Senator-elect Scott Brown (R-MA) supports Massachusetts’ 2006 health care reform but opposes the near-identical Senate health care bill. During the campaign, Brown promised to provide the 41st vote for any national reform effort that required states like Massachusetts to finance reform elsewhere:
Thank you for the question, the health care plan is not good for Bay State Health Center here in Springfield, I worked on that health care bill, the problem with it is that we have 98% of our people insured and we have to look at pricing it’s getting out of control – but the Federal plan, taking a half trillion from Medicare, why would we go and subsidize the failure of other states – not only would we be paying for our plan, we’d be paying for everyone else – and look at the back door deals – I think people have lost confidence – and I think that we need to go back – I’d work on it – why do we need a one size fits all government approach we already did it.

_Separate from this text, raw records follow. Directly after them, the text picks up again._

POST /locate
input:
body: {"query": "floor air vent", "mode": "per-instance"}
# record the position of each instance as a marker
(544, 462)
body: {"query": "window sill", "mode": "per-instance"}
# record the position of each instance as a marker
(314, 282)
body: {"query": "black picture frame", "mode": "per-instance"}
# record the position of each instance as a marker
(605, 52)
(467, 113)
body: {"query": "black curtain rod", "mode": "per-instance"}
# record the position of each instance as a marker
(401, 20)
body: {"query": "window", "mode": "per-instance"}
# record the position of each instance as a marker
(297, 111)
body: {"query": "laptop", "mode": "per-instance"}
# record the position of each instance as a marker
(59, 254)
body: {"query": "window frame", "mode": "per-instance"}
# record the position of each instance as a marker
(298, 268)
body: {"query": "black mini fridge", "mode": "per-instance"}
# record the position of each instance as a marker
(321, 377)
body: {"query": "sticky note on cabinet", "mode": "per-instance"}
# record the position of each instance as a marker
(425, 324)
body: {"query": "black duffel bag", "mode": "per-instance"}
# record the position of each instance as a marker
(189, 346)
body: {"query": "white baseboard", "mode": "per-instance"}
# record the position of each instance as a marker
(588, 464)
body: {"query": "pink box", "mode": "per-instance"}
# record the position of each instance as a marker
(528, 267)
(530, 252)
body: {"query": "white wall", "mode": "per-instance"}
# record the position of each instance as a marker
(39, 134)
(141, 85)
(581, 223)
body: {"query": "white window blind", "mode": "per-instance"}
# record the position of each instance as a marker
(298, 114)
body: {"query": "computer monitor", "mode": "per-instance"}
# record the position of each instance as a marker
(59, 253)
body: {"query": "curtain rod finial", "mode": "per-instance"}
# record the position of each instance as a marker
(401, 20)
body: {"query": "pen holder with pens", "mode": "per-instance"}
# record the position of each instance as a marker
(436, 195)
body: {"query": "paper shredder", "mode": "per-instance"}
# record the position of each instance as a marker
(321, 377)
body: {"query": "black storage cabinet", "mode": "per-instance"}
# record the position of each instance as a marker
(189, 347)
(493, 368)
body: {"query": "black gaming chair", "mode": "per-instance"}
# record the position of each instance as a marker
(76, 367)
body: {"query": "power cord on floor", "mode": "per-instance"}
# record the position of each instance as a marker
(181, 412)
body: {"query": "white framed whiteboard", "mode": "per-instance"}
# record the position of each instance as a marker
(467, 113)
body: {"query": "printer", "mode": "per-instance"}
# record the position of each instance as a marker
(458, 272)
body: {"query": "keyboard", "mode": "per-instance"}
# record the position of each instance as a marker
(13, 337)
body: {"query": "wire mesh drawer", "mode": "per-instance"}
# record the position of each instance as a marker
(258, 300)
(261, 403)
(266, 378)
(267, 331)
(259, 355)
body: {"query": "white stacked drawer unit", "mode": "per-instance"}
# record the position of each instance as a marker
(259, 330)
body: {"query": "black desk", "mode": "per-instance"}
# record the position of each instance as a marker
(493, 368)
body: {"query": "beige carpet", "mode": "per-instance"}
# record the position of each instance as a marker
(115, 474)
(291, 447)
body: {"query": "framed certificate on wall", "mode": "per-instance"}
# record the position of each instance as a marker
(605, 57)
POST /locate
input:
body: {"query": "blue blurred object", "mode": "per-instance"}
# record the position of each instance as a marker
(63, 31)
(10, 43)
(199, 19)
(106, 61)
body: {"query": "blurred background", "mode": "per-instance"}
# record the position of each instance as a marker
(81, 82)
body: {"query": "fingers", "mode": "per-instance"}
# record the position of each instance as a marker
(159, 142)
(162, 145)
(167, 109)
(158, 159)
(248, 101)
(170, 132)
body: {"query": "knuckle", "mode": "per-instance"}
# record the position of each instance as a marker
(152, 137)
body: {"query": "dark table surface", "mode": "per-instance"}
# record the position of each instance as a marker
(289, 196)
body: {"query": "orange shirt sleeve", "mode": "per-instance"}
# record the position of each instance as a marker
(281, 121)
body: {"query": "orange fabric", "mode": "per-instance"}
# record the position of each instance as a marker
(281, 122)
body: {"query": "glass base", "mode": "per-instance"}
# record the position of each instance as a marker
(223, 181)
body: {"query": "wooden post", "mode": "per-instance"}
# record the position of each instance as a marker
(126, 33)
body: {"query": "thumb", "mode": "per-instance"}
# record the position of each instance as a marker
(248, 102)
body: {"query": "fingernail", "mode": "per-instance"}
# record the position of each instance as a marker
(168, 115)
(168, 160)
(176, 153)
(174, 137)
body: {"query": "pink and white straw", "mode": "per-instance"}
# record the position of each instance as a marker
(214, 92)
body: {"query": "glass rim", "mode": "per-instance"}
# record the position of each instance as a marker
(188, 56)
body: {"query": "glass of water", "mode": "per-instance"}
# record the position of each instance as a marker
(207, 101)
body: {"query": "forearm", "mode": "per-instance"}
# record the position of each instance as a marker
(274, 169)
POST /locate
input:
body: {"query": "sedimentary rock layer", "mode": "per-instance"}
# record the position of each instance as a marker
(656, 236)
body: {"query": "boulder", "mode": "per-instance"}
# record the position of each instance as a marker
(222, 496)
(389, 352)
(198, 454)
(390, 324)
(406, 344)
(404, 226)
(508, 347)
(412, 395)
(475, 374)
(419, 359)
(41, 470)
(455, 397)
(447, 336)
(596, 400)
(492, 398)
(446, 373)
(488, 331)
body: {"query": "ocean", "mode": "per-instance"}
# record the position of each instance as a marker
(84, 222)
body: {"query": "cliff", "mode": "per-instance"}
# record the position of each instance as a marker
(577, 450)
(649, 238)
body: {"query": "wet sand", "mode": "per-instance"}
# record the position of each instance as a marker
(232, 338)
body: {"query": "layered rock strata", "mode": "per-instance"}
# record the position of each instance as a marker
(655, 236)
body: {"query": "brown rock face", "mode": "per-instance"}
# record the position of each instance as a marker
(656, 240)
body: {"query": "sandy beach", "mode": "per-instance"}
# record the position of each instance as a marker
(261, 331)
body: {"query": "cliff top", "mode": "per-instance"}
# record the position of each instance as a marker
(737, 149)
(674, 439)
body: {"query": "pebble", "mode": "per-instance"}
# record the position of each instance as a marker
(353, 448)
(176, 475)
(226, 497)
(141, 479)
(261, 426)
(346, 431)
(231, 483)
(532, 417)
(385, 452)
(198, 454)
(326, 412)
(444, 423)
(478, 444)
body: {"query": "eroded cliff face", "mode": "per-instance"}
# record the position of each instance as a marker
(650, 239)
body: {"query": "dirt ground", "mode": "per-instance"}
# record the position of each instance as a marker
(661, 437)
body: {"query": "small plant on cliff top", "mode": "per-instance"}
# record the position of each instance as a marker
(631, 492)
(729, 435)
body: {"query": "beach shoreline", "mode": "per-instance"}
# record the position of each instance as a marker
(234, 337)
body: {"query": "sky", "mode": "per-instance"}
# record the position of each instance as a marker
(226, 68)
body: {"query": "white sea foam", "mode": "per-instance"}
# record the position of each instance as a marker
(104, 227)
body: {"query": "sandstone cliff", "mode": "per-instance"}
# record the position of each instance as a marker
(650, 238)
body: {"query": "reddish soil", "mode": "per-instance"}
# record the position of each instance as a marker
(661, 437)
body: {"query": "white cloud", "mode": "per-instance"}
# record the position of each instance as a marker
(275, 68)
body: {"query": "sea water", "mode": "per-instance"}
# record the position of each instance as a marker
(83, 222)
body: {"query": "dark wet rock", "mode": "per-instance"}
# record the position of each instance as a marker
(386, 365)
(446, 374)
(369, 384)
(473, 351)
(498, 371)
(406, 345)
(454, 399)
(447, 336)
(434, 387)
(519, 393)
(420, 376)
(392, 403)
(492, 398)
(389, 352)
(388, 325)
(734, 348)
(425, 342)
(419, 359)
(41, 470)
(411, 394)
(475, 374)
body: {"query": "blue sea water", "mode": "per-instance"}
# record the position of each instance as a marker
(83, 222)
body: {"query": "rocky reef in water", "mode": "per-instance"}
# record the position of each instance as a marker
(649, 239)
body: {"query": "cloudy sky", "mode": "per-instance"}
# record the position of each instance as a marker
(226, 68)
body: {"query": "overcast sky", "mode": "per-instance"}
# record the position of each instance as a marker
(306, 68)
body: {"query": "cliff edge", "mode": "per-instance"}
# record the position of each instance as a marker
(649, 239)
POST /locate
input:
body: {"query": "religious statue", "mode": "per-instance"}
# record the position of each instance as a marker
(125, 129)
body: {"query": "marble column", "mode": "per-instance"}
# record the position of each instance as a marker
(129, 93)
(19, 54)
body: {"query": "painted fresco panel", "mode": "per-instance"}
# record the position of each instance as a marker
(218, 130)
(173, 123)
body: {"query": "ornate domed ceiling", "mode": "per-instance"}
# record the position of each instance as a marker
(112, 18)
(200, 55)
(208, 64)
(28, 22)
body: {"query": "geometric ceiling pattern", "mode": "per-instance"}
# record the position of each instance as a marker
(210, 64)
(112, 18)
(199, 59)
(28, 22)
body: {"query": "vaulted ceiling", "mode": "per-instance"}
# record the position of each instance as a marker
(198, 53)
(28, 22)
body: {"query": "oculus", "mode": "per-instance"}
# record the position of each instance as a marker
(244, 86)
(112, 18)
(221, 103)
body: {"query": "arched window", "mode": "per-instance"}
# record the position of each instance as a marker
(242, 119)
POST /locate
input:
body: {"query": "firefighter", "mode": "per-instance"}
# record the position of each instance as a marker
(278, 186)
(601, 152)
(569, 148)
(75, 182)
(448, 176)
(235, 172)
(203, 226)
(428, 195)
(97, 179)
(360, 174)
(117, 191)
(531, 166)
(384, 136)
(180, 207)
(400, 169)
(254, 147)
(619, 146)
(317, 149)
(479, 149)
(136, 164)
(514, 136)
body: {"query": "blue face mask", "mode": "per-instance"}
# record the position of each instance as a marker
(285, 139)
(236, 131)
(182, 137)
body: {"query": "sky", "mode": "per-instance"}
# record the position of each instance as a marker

But if Brown believes that Americans should not have to finance other states’ reform efforts, he should return the federal dollars that subsidize Massachusetts’ Medicaid expansion. After all, the state’s 2006 health care reform legislation included an expansion of Medicaid for children up to 300% of the federal poverty level and increased enrollment caps on existing Medicaid programs for adults. Massachusetts relied “very heavily on federal Medicaid funds to finance the plan, including $385 million in annual federal Medicaid payments that would have been lost in the absence of a plan to reduce the number of uninsured.”
Massachusetts used federal funds because, like all states, it lacked the economic capacity to invest in something as big as health care reform. Only the federal government can fix the systematic problems plaguing the health care system and improve the system in an equitable manner. Brown’s insistence that states can do reform on their own, is just a back door way for preserving the status quo that denies millions of Americans the kind of reforms that they’re financing in Massachusetts.